A Personal Odyssey in Aerospace Engineering
When it came to selecting my thesis, I stood at a crossroads. On one side were topics in NLP and business-related computer science which were safe, familiar, and straightforward. On the other was something entirely different, something that didn’t just promise a degree but a story worth telling. The choice was clear: I wanted a challenge that would test me, teach me, and leave me with a sense of accomplishment far beyond GPA points.
So, I took a leap of faith and ventured into the uncharted skies of aerospace engineering. My thesis topic? Improving aviation through Machine Learning and Deep Learning. A bold intersection of fields, however, it came with its share of turbulence. With no prior experience in mechanical or aerospace engineering, I knew this journey would begin with learning the basics and figuring it out as I went.
I still remember the raised eyebrows and the skeptical looks from others when I told them about my thesis topic. “That’s crazy,” they said. “Why not pick something easier?” But something about the challenge called to me, and in a moment of rebellious clarity, I thought, “Exactly.
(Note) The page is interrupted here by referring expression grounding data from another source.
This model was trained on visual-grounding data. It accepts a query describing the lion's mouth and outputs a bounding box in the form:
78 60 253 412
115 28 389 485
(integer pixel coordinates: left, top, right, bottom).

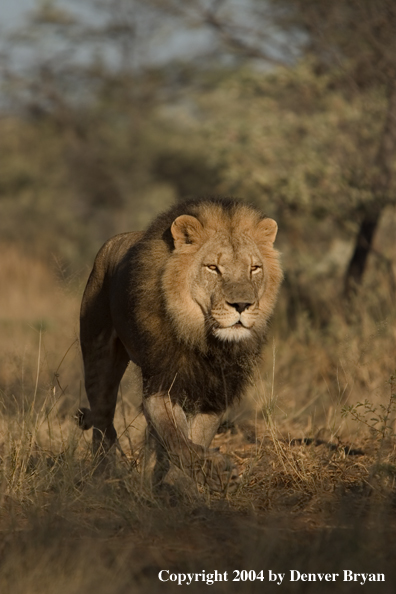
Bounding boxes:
214 320 251 331
233 318 255 329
That’s why I’m doing it.”
In this way, the journey wasn’t just about the final result; it was about the learning process itself, the challenges, the doubts, the failures, and ultimately, the breakthroughs. And while I didn’t know where it would lead, I knew that the reward would be more than just a thesis. It would be an experience that would shape the rest of my career.
If I’ve caught your attention, fasten your seatbelt, because this is only the beginning. Get ready to embark on a journey through the highs and lows of my thesis, a flight filled with innovation, persistence, and a touch of turbulence. Let’s take off!
The Search That Almost Failed
The initial excitement of exploring a new field quickly gave way to frustration. Each dataset I encountered presented unique challenges—missing values for key parameters, irrelevant details, and sources that lacked credibility. Every failed attempt chipped away at my confidence, leaving me to question whether I could even start, let alone complete, this ambitious project. Yet, just when hope seemed to be slipping away, luck intervened. I stumbled upon two datasets that, while limited in scope, offered enough to reignite my determination.
The first dataset, The 50 Most Important Parameters of the 60 Most Used Passenger Aircraft, contained information on aerodynamics, flight mechanics, and engine performance for 60 widely used passenger aircraft. While far from perfect, with missing values needing to be manually verified and filled, it laid the groundwork for understanding the complex relationships between design parameters and performance.
The second dataset, Turbofan Specific Fuel Consumption and Engine Parameters, focused on critical turbofan engine metrics like Overall Pressure Ratio (OPR), Bypass Ratio (BPR), and Specific Fuel Consumption (SFC). Though narrower in scope, it provided reliable and consistent data, saving me the painstaking process of extensive preprocessing. Together, these datasets were limited but invaluable. They were far from ideal, but as the saying goes, “Something is better than nothing.”
With their support, the turbulent start to my thesis began to stabilize, and the promise of meaningful insights came into view. Now, the stage was set for the real work to begin, turning raw data into aviation innovation.
Into the Unknown: Where Do I Even Begin?
When I first embarked on the journey of building machine learning and deep learning models for my thesis, I was met with an overwhelming sense of uncertainty. Where do I start? What models do I train? What architecture should I even use? These questions loomed large, and without a solid foundation in aerospace engineering, I found myself lost in a maze of parameters, datasets, and algorithms. The limited size of the dataset only added to the complexity as every iteration felt like a shot in the dark, and each attempt seemed to end with a resounding “This isn’t good enough.”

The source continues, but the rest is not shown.